すると、弁当を食べつつ皆の話を聞いていた咲季が考えていたことを話し出す。
「秋凪ちゃんに見せるなら、コスプレはかわいい動物がいいと思うな」
「あ、それならネコだよね」
「瀬輝=ネコって感じだしな」
話が少し前に戻ってしまったが、咲季の提案に連朱も稜秩も納得した表情を見せた。
すると、天夏がニヤリと笑った。
「じゃあ瀬輝がかわいいネコの格好するから楽しみにしててって、秋凪に伝えておくわ」
「と、ところで、チビッ子は何のコスプレするんだ……!?」
何とかこの場を切り抜けようと瀬輝が発した言葉に、咲季以外の三人は「話を逸らした」と心の中で反応した。
しかし、問われた咲季は気にせず答える。
「あたしはウサギにしようかなって考えてるよ。丁度、お父さんが昔漫才で使ってた小道具にウサギの被り物あるから借りようと思って」
「他の、動物の被り物あるのか!?」
「ネコとブタと、あとクマがあるよ。お父さんに許可貰えたら、瀬輝くんにネコ貸すね」
「お、おう、ありがとう……」
「プレーリードッグは……ないわよね?」
咲季と瀬輝の会話に天夏が少し食い気味に入ってきた。咲季は申し訳なさそうな表情をする。
「ないねぇ」
「そうよね……それなら自分で作ろう。演劇でも衣装作ってるし」
「そういえば、文化祭の演劇に出るんだもんね!」
「ええ」
咲季の明るい笑顔につられるように、天夏も笑顔を見せて頷いた。
今回の文化祭の演劇では、天夏はヒロインに仕えるメイド役として舞台に上がることになっている。
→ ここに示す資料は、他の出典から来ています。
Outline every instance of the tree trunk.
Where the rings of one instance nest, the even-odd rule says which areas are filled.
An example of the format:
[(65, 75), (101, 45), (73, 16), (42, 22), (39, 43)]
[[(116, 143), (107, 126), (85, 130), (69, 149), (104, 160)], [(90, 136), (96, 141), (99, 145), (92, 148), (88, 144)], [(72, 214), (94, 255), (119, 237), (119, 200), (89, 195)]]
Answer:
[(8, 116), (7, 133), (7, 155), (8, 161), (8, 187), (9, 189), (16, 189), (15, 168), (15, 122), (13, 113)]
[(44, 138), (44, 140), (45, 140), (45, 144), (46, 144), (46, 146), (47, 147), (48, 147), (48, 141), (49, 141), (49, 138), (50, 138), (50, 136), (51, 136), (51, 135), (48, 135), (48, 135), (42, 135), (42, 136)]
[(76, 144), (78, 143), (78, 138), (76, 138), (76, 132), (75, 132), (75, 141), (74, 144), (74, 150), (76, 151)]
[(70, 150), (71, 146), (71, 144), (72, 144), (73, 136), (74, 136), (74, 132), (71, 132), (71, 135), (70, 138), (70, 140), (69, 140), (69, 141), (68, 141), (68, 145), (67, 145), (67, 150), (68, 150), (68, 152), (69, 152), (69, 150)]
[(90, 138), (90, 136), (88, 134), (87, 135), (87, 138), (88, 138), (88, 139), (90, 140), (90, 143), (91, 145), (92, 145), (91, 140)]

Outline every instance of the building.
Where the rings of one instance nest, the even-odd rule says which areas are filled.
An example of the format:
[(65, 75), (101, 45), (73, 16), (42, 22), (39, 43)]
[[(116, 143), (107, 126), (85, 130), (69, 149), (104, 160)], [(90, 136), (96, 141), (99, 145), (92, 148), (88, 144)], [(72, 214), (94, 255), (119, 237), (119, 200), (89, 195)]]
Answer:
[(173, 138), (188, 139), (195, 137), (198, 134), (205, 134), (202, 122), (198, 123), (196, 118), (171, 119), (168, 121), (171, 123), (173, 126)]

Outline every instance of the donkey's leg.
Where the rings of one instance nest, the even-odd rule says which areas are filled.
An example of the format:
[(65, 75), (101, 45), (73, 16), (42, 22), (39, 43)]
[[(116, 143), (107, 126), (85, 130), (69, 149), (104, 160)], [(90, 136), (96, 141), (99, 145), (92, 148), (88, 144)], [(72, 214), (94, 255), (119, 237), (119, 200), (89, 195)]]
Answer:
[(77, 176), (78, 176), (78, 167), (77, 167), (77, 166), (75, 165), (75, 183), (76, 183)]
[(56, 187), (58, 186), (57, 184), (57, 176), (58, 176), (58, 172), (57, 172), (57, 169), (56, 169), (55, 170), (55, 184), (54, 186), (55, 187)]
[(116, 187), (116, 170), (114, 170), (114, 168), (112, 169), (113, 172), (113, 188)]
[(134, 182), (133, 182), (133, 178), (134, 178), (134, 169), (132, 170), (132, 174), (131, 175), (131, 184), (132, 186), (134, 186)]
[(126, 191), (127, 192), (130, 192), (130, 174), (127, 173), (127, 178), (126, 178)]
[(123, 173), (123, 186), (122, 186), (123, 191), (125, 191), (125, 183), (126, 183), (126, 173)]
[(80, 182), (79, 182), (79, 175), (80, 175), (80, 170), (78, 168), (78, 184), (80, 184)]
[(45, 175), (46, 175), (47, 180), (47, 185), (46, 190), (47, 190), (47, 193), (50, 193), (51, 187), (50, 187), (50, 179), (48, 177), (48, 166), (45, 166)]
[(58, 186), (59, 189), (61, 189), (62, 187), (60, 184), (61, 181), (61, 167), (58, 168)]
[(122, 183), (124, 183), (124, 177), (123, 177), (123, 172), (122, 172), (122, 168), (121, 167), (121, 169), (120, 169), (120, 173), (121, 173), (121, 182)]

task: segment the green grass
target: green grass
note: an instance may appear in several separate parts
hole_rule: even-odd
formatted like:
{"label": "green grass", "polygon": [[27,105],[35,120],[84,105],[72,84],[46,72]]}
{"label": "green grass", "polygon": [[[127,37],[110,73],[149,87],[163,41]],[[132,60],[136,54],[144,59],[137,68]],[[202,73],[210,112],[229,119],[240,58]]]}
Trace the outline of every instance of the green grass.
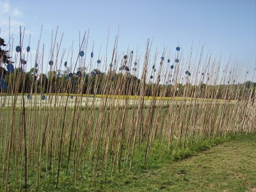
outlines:
{"label": "green grass", "polygon": [[[154,154],[150,154],[147,165],[141,164],[143,152],[137,151],[131,172],[122,165],[120,172],[116,170],[112,176],[108,173],[99,175],[93,180],[92,173],[87,168],[83,174],[77,175],[76,186],[72,173],[66,175],[61,172],[58,190],[55,189],[56,175],[52,177],[50,170],[46,179],[43,179],[45,174],[42,175],[40,190],[247,191],[256,187],[256,134],[206,140],[194,145],[192,148],[173,152],[171,156],[167,150],[161,152],[159,145],[154,145]],[[44,166],[42,169],[45,169]],[[39,189],[35,188],[36,175],[36,173],[29,173],[30,191]],[[19,186],[15,184],[15,175],[10,177],[8,190],[16,191]],[[21,188],[24,190],[24,186]],[[3,186],[1,190],[4,191]]]}

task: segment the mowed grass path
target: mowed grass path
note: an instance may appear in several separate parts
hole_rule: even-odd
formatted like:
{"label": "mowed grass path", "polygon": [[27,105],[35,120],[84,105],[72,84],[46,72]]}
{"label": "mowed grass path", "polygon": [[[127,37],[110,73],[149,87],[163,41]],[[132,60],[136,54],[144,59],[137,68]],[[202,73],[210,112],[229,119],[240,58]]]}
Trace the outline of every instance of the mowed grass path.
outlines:
{"label": "mowed grass path", "polygon": [[93,188],[106,191],[256,191],[256,134],[239,136],[159,169],[141,170],[123,176],[113,178],[109,184],[96,184],[97,187]]}

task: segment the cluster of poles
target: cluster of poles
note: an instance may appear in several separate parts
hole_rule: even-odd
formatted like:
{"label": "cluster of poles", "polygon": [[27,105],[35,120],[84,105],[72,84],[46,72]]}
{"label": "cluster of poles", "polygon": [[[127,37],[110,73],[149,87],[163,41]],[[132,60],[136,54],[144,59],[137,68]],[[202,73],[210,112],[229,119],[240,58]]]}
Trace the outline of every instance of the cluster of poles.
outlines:
{"label": "cluster of poles", "polygon": [[[47,85],[42,77],[19,93],[19,87],[24,88],[22,61],[28,52],[20,35],[13,55],[22,70],[13,70],[13,78],[4,83],[7,89],[1,89],[0,165],[6,190],[10,180],[27,190],[35,175],[38,188],[49,177],[56,188],[61,186],[61,173],[72,175],[76,184],[86,172],[94,178],[132,170],[141,154],[140,163],[146,164],[150,156],[161,152],[154,151],[156,144],[171,157],[205,140],[256,131],[255,89],[253,84],[236,82],[246,80],[248,73],[229,70],[230,62],[223,63],[221,57],[205,56],[204,47],[195,56],[191,49],[187,58],[179,47],[174,47],[173,56],[164,48],[158,59],[150,40],[143,56],[138,51],[119,53],[116,36],[110,62],[105,57],[94,63],[93,49],[87,52],[88,35],[84,34],[77,54],[67,56],[60,49],[62,36],[60,43],[56,38],[48,61],[40,41],[36,50],[36,67],[50,68]],[[93,65],[104,75],[93,71]],[[63,65],[74,70],[60,79],[52,72]],[[75,73],[78,67],[86,70]],[[48,93],[44,93],[45,86]]]}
高校生になって初めての舞台ということで、天夏はいつも以上に張り切っていた。天夏のメイド姿、キレイだろうなと咲季は期待に胸を膨らませる。
「早く観たいなぁ」
咲季の心はわくわくしていた。文化祭が待ち遠しい。そう思っていると、目の前の瀬輝が眉間にシワを寄せていることに気付いた。
声を掛ける前に瀬輝が口を開く。
「……なあ、天夏」
「何?」
「お兄さんも、文化祭来るのか?」
瀬輝は少し前のめりになって問うた。
すると、天夏が微笑む。
「当たり前じゃない。お兄ちゃんにはその選択肢しかないのよ」
「だよなー!」
「あはははは!!……ハァ……」
天夏と瀬輝は互いに笑った後、同時にため息をついた。その息が合った行動に咲季たちは目を丸くする。
「わあ、息ピッタリ」
「シスコンって厄介だな」
「二人共、大変だね……」
三人がそう言った後、天夏と瀬輝はまたため息をついた。先程よりも深く重いため息。
そんな二人の気を紛らわせようと、連朱が話題を変えて夏休み中の出来事を話し出した。
その話を聞きながら、咲季は「お花紙で色んな花を作るのも良いなぁ」と文化祭の飾り付けのことを考えていた。